In [None]:
import pandas as pd
import numpy as np
import matplotlib.pyplot as plt
import seaborn as sns

from sklearn.linear_model import LinearRegression

plt.style.use('seaborn-white')
plt.rc('figure', dpi=100, figsize=(7, 5))
plt.rc('font', size=12)

import warnings
warnings.simplefilter('ignore')

# Lecture 23 – Pipelines and Evaluation

## DSC 80, Spring 2022

For fun: read [this article from CBS 8 San Diego](https://www.cbs8.com/article/news/investigations/san-diego-pays-113-million-in-overtime/509-cccb0373-b602-448d-90d7-a40b0f30a2a6) 💰🚒🚔.

> Last year, the city paid \\$52.93 million in overtime to the fire department. San Diego Police Department received the second highest out of any other department with \\$36.6 million.

### Announcements

- Discussion 7 is due for extra credit **tomorrow at 11:59PM**.
    - See [this post](https://campuswire.com/c/G325FA25B/feed/1473) for a clarification.
- Lab 8 is due on **Monday, May 23rd at 11:59PM**.
- Project 4 is due **Thursday, May 26th at 11:59PM**.
    - See [this post](https://campuswire.com/c/G325FA25B/feed/1511) for more public tests for Question 5.
- Lab 7 grades are released.
    - See [this post](https://campuswire.com/c/G325FA25B/feed/1515) for more details.

### Agenda

- Models in `sklearn`.
- Pipelines.
- Model evaluation 🧪.

## Models in `sklearn`

### Example: Predicting `'tip'` from `'total_bill'` and `'size'`

In [None]:
tips = sns.load_dataset('tips')
tips.head()

First, we instantiate and fit. By calling `fit`, we are saying "minimize mean squared error and find $w^*$".

In [None]:
lr = LinearRegression()

# Note that there are two arguments to fit – X and y!
# (It is not necessary to write X= and y=)
lr.fit(X=tips[['total_bill', 'size']], y=tips['tip'])
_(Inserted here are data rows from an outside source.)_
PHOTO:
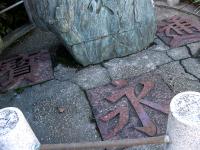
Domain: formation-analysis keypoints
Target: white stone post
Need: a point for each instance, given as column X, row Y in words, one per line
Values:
column 184, row 122
column 173, row 2
column 15, row 132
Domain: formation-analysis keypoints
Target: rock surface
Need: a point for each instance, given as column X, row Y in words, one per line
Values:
column 97, row 30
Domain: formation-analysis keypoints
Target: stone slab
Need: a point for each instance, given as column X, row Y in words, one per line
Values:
column 91, row 77
column 134, row 65
column 178, row 31
column 178, row 53
column 116, row 115
column 195, row 49
column 192, row 66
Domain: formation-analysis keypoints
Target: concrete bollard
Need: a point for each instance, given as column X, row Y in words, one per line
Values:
column 184, row 122
column 15, row 132
column 173, row 2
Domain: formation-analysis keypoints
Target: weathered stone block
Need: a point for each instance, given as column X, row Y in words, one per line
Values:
column 97, row 30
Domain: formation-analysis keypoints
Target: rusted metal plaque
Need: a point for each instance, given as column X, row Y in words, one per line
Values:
column 178, row 31
column 24, row 70
column 131, row 108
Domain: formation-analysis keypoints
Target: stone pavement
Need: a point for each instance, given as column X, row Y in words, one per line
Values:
column 43, row 104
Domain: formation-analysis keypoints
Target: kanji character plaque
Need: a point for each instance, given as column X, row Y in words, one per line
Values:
column 24, row 70
column 131, row 108
column 178, row 31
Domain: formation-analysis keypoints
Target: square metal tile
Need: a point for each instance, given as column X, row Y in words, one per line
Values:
column 131, row 108
column 25, row 70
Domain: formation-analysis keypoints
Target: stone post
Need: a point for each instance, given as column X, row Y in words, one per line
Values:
column 184, row 122
column 15, row 132
column 173, row 2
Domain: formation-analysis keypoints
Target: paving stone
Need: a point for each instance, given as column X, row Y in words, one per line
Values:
column 40, row 106
column 195, row 48
column 149, row 147
column 91, row 77
column 63, row 73
column 178, row 53
column 182, row 85
column 158, row 46
column 135, row 65
column 173, row 74
column 192, row 66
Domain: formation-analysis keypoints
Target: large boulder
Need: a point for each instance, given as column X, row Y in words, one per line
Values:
column 97, row 30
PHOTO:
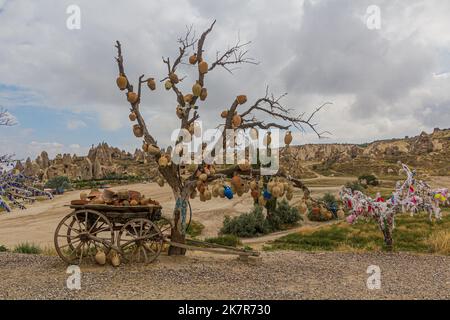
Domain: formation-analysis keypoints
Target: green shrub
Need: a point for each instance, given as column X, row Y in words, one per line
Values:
column 225, row 240
column 283, row 215
column 195, row 228
column 355, row 186
column 28, row 248
column 254, row 223
column 59, row 183
column 246, row 225
column 370, row 179
column 331, row 203
column 316, row 214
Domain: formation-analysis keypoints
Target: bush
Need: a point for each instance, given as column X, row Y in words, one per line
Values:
column 225, row 240
column 283, row 215
column 316, row 214
column 331, row 203
column 59, row 183
column 28, row 248
column 254, row 223
column 246, row 225
column 355, row 186
column 370, row 180
column 195, row 228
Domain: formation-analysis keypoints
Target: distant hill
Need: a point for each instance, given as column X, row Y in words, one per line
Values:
column 428, row 153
After fitting, the `predict` method is available. Note that the argument to `predict` can be any 2D array with two columns.

In [None]:
# Predicted tip from a table of 3 that spends $25 
lr.predict([[25, 3]])

In [None]:
# Predicted tip from a table of 14 that spends $1000 – probably not accurate!
lr.predict([[1000, 14]])

We can access the intercepts and slopes individually. This model is of the form

$$\text{predicted tip} = w_0^* + w_1^* \cdot \text{total bill} + w_2^* \cdot \text{table size}$$

so we should expect three parameters total.

In [None]:
lr.intercept_

In [None]:
lr.coef_

If we want to compute the RMSE of our model, we need to find its predictions on every row in the training data (`tips`).

In [None]:
all_preds = lr.predict(tips[['total_bill', 'size']])

In [None]:
np.sqrt(np.mean((all_preds - tips['tip']) ** 2))

It turns out that fit `LinearRegression` objects also have a `score` method:

In [None]:
lr.score(tips[['total_bill', 'size']], tips['tip'])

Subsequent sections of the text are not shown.